Robert has two adult children, two young grandchildren and a wife of over fifty years. He is devoted to all of them. He is also very fond of Rosalind Franklin (his office companion corgi), and his homebound cat Muninn. He just likes people, their pets and their stories.

Elizabeth N.R. Friman

Attorney

Elizabeth Noble Rollings Friman is a principal and licensed fiduciary at Fleming & Curti, PLC. Elizabeth enjoys estate planning and helping families navigate trust and probate administrations. She is passionate about the fiduciary work that she performs as a trustee, personal representative, guardian, and conservator. Elizabeth works with CPAs, financial professionals, case managers, and medical providers to tailor solutions to complex family challenges. Elizabeth is often called upon to serve as a neutral party so that families can avoid protracted legal conflict. Elizabeth relies on the expertise of her team at Fleming & Curti, and as the Firm approaches its third decade, she is proud of the culture of care and consideration that the Firm embodies. Finding workable solutions to sensitive and complex family challenges is something that Elizabeth and the Fleming & Curti team do well.

Amy F. Matheson

Attorney

Amy Farrell Matheson has worked as an attorney at Fleming & Curti since 2006. A member of the Southern Arizona Estate Planning Council, she is primarily responsible for estate planning and probate matters.

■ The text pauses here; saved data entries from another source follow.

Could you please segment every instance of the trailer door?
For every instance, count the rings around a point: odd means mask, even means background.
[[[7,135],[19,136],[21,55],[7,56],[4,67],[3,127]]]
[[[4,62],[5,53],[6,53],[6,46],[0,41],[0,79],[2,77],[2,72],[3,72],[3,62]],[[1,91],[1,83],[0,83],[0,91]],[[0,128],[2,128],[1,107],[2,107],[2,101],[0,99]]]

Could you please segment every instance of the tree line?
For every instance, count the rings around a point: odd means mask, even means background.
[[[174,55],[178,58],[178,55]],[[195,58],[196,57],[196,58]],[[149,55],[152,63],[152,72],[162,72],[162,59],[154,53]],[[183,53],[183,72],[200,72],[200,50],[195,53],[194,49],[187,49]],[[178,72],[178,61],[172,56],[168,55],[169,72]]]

Amy graduated from Wellesley College with a double major in political science and English. She is an honors graduate of Suffolk University Law School and has been admitted to practice in Arizona, Massachusetts, New York, and the District of Columbia.

Prior to joining Fleming & Curti, Amy worked for American Public Television in Boston, and with the international trade group at White & Case, LLP, in Washington, D.C.

Amy’s husband, Tom, is an astronomer at NOIRLab and the Head of Time Domain Services, whose main project is ANTARES. Sadly, this does not involve actual time travel. Amy’s twin daughters are high school students; Finn, her Irish Red and White Setter, remains a puppy at heart.

Famous people's wills

Matthew M. Mansour

Attorney

Matthew is a law clerk who recently earned his law degree from the University of Arizona James E. Rogers College of Law. His undergraduate degree is in psychology from the University of California, Santa Barbara. Matthew has had a passion for advocacy in the Tucson community since his time as a law student representative in the Workers’ Rights Clinic. He also has worked in both the Pima County Attorney’s Office and the Pima County Public Defender’s Office. He enjoys playing basketball, caring for his cat, and listening to audiobooks narrated by the authors.